En donde hay viñas, las suelen podar cada año, para que la vid dé frutos. Cuando no se tiene el coraje para podar sólo crecen hojas. “Cuando nos creemos dueños de nosotros mismos y con poder para juzgarlo todo, nos destruimos. Porque no estamos en una isla con nuestro propio yo, no nos hemos creado a nosotros mismos; hemos sido creados y creados para el amor, para la entrega, para la renuncia, sabiendo negarnos a nosotros mismos. Sólo si nos damos, sólo si perdemos la propia vida –como dijera Cristo- tendremos vida”. Cuando el hombre se deja podar, es cuando puede madurar y dar fruto (Cardenal Ratzinger, La sal de la tierra, p. 179).

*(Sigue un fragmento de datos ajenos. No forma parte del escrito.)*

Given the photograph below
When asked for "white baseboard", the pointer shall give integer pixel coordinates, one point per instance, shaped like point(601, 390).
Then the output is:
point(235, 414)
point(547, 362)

Dominar la tendencia a manifestar enojo:

Alejandro Farnesio (1545-1592), tercer duque de Parma, fue un militar sobrino de don Juan de Austria, que, cuando se reunieron para ver el plan de ataque de la batalla de Lepanto, él fue el único que no estuvo de acuerdo con lo que planteó don Juan, y sin embargo le pidió comandar él la batalla, y tuvieron el éxito que esperaban; ejemplo de unidad, de saber ceder, de hacer nuestro el parecer del otro, y de la eficacia que eso tiene.

Millán Puelles dice: somos libres, no estamos hechos del todo; pero somos, esto es, no lo tenemos todo por hacer.

Es momento de solicitar el discernimiento del Espíritu Santo.

[1] Ms. 12738 fol. 615 (Declaración de Francisco de Yepes), en Crisógono de Jesús, Biografía, en Obras de San Juan de la Cruz, La Editorial Católica, Madrid 1974.

[2] Gabriel de la Mora, Prólogo a Obras completas de San Juan de la Cruz, Porrúa, México 1989, pág. XIX.